幼児期の心の成長に必要なもの(4)

 1歳頃に赤ちゃんは、自分が万能であると思っていたのに実は無能であったと気づきます。前回のブログでは、この人生で最初の、そして最大級の危機に対して、赤ちゃんがとるさまざまな心的防衛機制について説明しました。

 今回のブログでは、そうした防衛機制ではなく、赤ちゃんが現実世界の中で、実際に無能感を克服して行く過程を検討したいと思います。

 

赤ちゃんは成長する

 自分が万能であったと思っていたのに、実は無能であることに気づいた赤ちゃんのショックはいかばかりでしょうか。このショックを緩和するために、人は様々な心的防衛機制を働かせるのですが、その一方で、防衛機制に頼らなくても済むという側面があります。なぜなら、この時期に赤ちゃんは猛烈に成長するからです。

 何もできない状態で生まれた赤ちゃんは、2ヶ月過ぎから寝返りをし、5ヶ月からお座りをして喃語を話し、6ヶ月過ぎからハイハイやつかまり立ちを始めます。10ヶ月で独り立ちをして単語を話し出し、そして11ヶ月過ぎから一人歩きを始めます。

 このように、1歳前後の赤ちゃんは、もちろん万能ではないものの、まったくの無能ではなくなっています。このことが、自分は万能ではなかったことを多少でも受け入れる素地になるのです。

 

イヤイヤ期が始まる

 1歳から1歳2ヶ月になると、「マンマ」「ちょうだい」など意味のある言葉を話し始めます。1歳3ヶ月から5ヶ月には、小走りや後ずさりができるようになります。1歳6ヶ月から8ヶ月には、離乳食を卒業して幼児食を食べるようになります。1歳9ヶ月から11ヶ月には音楽に合わせて体を動かしたりジャンプするようになり、ままごとや電車遊びなどを始め、「ママ きて」など二語文で話すようになります。そして2歳になると、好奇心が旺盛になって何でも自分でしたがるようになり、いたずらや遊びが旺盛になります。言葉はさらに発達し、「これなに?」と質問をし始めるようになります。

 2歳前後には、もう一つ特徴的な現象が現れます。それが「イヤイヤ期」です。なんでも「イヤイヤ」と反抗し、親が手を貸そうとすると「自分で」と言って手を遮ります。買ってほしいものを「だめよ」と諭すと、床に寝転がって泣き叫んだり、嫌いなものを出されると、皿を投げて泣き叫んだりします。
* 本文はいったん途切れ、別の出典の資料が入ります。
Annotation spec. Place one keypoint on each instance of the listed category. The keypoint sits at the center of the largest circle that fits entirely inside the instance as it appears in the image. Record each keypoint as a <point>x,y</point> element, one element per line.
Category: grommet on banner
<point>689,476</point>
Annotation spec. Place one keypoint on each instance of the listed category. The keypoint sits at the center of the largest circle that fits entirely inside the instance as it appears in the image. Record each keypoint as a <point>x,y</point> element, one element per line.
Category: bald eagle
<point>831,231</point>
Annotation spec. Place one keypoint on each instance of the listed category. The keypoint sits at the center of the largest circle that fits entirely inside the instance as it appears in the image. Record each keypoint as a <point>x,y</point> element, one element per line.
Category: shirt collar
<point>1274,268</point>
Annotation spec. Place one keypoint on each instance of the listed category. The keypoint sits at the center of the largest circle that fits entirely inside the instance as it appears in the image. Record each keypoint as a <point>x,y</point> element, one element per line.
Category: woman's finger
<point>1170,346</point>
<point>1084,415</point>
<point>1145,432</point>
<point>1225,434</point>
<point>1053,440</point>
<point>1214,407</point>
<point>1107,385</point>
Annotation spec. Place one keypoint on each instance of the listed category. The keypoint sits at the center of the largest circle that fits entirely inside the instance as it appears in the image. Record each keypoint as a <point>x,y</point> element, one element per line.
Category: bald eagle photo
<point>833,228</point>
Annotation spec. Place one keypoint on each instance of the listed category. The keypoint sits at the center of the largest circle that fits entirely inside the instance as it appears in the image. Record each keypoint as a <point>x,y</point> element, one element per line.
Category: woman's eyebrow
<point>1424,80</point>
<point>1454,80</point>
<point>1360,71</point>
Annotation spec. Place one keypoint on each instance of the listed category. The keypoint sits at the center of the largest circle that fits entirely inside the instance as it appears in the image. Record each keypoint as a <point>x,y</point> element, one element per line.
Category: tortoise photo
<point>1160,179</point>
 このイヤイヤ期は2歳頃がピークで、3歳頃まで続きます。「第一次反抗期」とも呼ばれ、自我が芽生える時期です。この時期に子供は、自分というものを意識し始め、自分の意志を主張し始めるのです。同時にそれは、無能であった自分と決別し、無能さを克服してゆくことを表明する「無能克服宣言」でもあると言えるでしょう。

 

押しつぶしてもいけないし、すべて聞いてもいけない

 イヤイヤ期に始まる子どもの言動は、本当に親を困らせます。それは「わがまま」や「しつけ不足」に映るため、親はいっそう厳しく子どもに対処しようとします。

 しかし、この時期の子どもの「反抗」は、子どもの成長にとってなくてはならないものです。なぜならそれは、自分は無能ではない、自分でできることがあるはずだという悲壮な叫びでもあるからです。この叫びを単なるわがままと捉え、強引に押しつぶすことは、「お前は自分では何もできない」と伝え続けるようなものです。親の言うとおりにしていればいいと教え込むことは、子どもが無能であり続けるよう強制することに他ならないのです。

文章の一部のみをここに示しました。